Joe finally looked away from the sputtering light. He turned his haggard face toward Ford.
“Something responded.”
Responded? Ford still wasn’t sure what exactly his dad was getting at. Was he actually talking about some kind of animal? All he could tell for sure was that Joe was acting like this was a matter of life and death, and not just from fifteen years ago.
But before Ford could get his dad to elaborate, the van door slid open with a bang. Two armed guards, their granite faces reflecting how hardcore they were, invaded the back of the van. Without a word, they unhooked Joe from the security rail and muscled him none too gently away from the bench. They dragged him toward the open door.
“Hey!” Joe protested in Japanese. Ford could barely make out the gist of it. “Slow down! Where are we going?”

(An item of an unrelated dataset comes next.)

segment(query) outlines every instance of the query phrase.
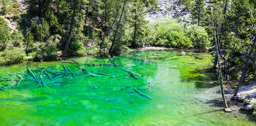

“Whoa!” Ford added, alarmed by the soldiers’ rough treatment of his father. He lunged forward as far as his cuffs would allow. “You’re gonna hurt him!”
Snarling, one of the soldiers shoved Ford back against the wall. Ford tugged uselessly at his restraints. Still handcuffed to the rail, he could only watch in dismay as the men hustled Joe away from the van. And away from Ford.
“Hey! Hey wait!” he shouted. “Where are you taking him? HEY!”
The soldiers ignored his frantic cries. They slammed the door shut behind them.
* * *
With full power restored by the generators, the equipment within the crow’s nest monitored the pulse. Glowing screens, tracking emanations all along the electromagnetic spectrum, registered a continuous spike that only gradually diminished in intensity before subsiding altogether.
“That was twelve-point-two seconds,” Jainway reported. “We’re trending exponentially and—” He rapidly worked his keyboard, collating and translating the latest data from the pulse. “—that’s our new curve.”
A distinctive waveform appeared on a central display screen. The pattern displayed a series of rising peaks, starting small at first, but quickly increasing in size and frequency. Serizawa examined the display in fascination. The pattern matched no biological phenomenon he was familiar with.